Recoupment of Incentive-Based Compensation
It is the policy of News Corporation (the “Company”) that, in the event the Company is required to prepare an accounting restatement of the Company’s financial statements (including any such correction recorded in the Company’s current period financial statements) due to material non-compliance with any financial reporting requirement under the federal securities laws, the Company will recover on a reasonably prompt basis the amount of any Incentive-Based Compensation Received by a Covered Executive during the Recovery Period that exceeds the amount that otherwise would have been Received had it been determined based on the restated financial statements. This policy is effective as of October 2, 2023 (the “Effective Date”).
Policy Administration and Definitions
This policy is administered by the Compensation Committee (the “Committee”) of the Company’s Board of Directors (the “Board”) and is intended to comply with, and as applicable to be administered and interpreted consistent with, Listing Standard 5608 adopted by the Nasdaq Stock Market to implement Rule 10D-1 under the Securities Exchange Act of 1934, as amended (collectively, “Rule 10D-1”).
For purposes of this policy:
Covered Executive” means any officer of the Company as defined under Rule 16a-1(f) under the Securities Exchange Act of 1934, as amended.
Incentive-Based Compensation” means any compensation granted, earned or vested based in whole or in part on the Company’s attainment of a financial reporting measure that was Received by a person (i) on or after the Effective Date and after the person began service as a Covered Executive, and (ii) who served as a Covered Executive at any time during the performance period for the Incentive-Based Compensation.
A “financial reporting measure” is (i) any measure that is determined and presented in accordance with the accounting principles used in preparing the Company’s financial statements and any measure derived wholly or in part from such a measure, and (ii) any measure based in whole or in part on the Company’s stock price or total shareholder return.
Incentive-Based Compensation is deemed to be “Received” in the fiscal period during which the relevant financial reporting measure is attained, regardless of when the compensation is actually paid or awarded.
Recovery Period” means the three completed fiscal years immediately preceding the Restatement Trigger Date and any “transition period” as prescribed under Rule 10D-1.



Restatement Trigger Date” means the earlier to occur of (i) the date the Board, a committee of the Board or the officer(s) of the Company authorized to take such action if Board action is not required concludes, or reasonably should have concluded, that the Company is required to prepare the applicable accounting restatement, or (ii) the date a court, regulator or other legally authorized body directs the Company to prepare the accounting restatement.
If the Committee determines the amount of Incentive-Based Compensation Received by a Covered Executive during a Recovery Period exceeds the amount that would have been Received if determined or calculated based on the Company’s restated financial results, such excess amount of Incentive-Based Compensation shall be subject to recoupment by the Company pursuant to this policy.
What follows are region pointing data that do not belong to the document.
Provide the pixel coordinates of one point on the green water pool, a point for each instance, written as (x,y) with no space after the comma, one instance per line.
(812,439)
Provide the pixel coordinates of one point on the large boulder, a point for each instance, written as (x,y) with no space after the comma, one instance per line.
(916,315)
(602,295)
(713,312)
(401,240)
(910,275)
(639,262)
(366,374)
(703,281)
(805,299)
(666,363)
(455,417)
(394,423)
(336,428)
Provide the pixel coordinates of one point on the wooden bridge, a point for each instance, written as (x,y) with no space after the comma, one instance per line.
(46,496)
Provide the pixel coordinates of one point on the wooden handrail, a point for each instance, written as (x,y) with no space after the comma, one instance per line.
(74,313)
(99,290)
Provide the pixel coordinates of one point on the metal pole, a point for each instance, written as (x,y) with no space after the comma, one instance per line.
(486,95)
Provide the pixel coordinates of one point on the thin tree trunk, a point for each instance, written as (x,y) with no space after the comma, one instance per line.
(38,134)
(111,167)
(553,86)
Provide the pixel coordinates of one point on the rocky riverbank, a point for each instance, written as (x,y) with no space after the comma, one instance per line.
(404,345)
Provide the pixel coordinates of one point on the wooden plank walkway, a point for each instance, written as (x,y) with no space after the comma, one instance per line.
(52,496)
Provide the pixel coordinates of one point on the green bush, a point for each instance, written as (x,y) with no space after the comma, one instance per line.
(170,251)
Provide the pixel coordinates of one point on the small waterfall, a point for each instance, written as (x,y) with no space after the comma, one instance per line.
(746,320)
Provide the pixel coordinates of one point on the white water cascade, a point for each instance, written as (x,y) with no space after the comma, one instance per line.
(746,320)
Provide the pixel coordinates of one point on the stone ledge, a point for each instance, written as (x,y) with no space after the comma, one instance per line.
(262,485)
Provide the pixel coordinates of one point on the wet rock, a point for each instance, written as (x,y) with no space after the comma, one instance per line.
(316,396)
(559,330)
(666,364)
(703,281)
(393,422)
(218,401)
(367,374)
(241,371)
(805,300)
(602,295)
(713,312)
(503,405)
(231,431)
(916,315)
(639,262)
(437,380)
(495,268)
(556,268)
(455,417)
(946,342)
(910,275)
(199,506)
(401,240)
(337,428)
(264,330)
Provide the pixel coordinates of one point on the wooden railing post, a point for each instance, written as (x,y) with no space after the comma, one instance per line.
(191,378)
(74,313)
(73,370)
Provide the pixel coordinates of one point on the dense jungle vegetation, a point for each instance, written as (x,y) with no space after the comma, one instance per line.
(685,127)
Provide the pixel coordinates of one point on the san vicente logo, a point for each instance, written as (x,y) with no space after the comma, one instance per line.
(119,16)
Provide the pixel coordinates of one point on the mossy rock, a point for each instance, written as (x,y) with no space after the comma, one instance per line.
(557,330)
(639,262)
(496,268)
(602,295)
For Incentive-Based Compensation based on stock price or total shareholder return, the Committee will determine the amount based on a reasonable estimate of the effect of the accounting restatement on the relevant stock price or total shareholder return. The Company will maintain and will provide to the Nasdaq Stock Market documentation of all determinations and actions taken in complying with this policy. In all cases, the calculation of the excess amount of Incentive-Based Compensation to be recovered will be determined on a pre-tax basis. Any determinations made by the Committee under this policy shall be final and binding on all affected individuals.
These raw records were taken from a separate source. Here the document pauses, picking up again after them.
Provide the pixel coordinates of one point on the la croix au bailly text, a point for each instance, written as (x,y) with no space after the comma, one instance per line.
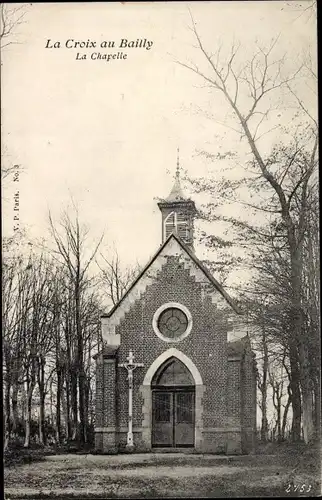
(124,43)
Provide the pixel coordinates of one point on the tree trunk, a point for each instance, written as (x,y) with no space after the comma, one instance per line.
(285,413)
(28,416)
(73,377)
(41,386)
(295,394)
(14,403)
(58,406)
(7,416)
(67,414)
(264,426)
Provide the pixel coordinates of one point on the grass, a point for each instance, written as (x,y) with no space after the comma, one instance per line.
(278,471)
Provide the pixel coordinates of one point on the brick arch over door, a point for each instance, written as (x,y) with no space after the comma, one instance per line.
(147,394)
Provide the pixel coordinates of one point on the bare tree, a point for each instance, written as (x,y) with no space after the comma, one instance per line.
(11,17)
(70,247)
(115,278)
(252,92)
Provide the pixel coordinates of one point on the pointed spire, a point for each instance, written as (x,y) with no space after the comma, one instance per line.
(178,167)
(176,192)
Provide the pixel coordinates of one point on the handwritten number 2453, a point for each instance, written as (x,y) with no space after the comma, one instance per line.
(301,488)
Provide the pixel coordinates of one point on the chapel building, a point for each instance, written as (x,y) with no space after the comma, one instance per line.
(169,377)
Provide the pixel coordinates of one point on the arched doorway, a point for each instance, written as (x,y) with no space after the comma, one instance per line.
(173,403)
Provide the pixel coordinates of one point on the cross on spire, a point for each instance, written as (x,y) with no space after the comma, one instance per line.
(178,166)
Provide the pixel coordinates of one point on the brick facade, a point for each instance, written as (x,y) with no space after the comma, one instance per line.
(225,395)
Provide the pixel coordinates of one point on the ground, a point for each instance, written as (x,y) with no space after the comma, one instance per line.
(163,476)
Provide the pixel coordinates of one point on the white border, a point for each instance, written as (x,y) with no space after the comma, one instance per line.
(167,306)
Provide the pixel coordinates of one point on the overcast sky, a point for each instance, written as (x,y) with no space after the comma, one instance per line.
(107,132)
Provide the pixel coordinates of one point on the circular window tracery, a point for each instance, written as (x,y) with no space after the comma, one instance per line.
(172,322)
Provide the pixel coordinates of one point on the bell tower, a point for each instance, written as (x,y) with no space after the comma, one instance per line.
(178,213)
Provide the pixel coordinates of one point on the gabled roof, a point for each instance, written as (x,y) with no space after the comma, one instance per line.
(199,264)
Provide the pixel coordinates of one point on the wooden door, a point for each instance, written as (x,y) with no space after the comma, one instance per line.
(173,418)
(184,425)
(162,419)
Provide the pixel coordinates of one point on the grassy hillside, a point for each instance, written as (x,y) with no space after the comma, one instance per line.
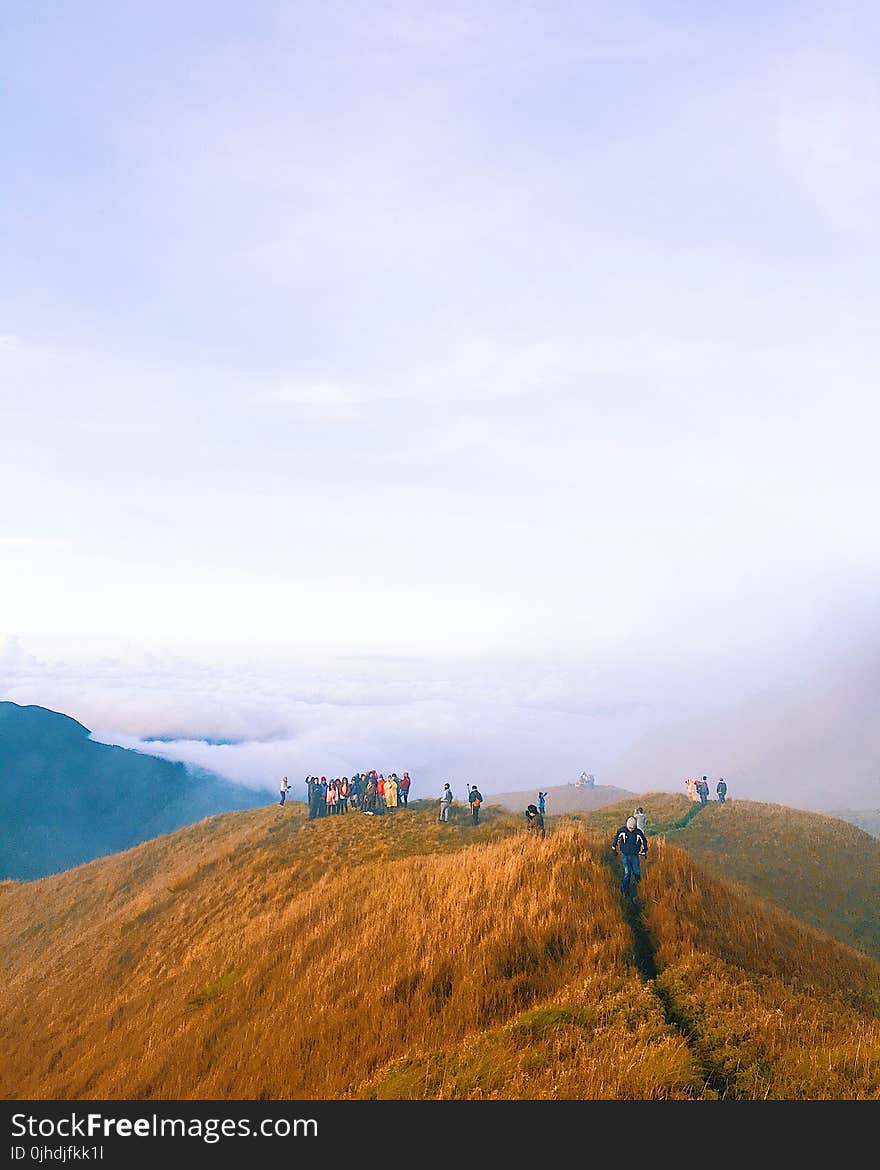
(259,955)
(562,798)
(865,818)
(823,869)
(66,798)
The Company shall have discretion to determine the appropriate means of any recovery pursuant to this policy, including by requiring payment of such amount(s) to the Company, by set-off, by reducing future compensation, reimbursement, or by such other means or combination of means as the Committee determines to be appropriate. The Company need not recover the excess amount of Incentive-Based Compensation if and to the extent that the Committee determines that such recovery is impracticable and not required under Rule 10D-1, including if the Committee determines that the direct expense paid to a third party to assist in enforcing this policy would exceed the amount to be recovered after making a reasonable attempt to recover such amounts. The Company is authorized to take appropriate steps to implement this policy with respect to Incentive-Based Compensation arrangements with Covered Executives.

Any right of recoupment or recovery pursuant to this policy is in addition to, and not in lieu of, any other remedies or rights of recoupment that may be available to the Company pursuant to the terms of any other policy, any employment agreement or plan or award terms, any other recoupment that may be required by law and any other legal remedies available to the Company. The Company shall not indemnify any Covered Executive against the loss of any Incentive-Based Compensation (or provide any advancement of expenses in such instance), including any payment or reimbursement for the cost of third-party insurance purchased by any Covered Executives to fund potential recovery obligations under this policy.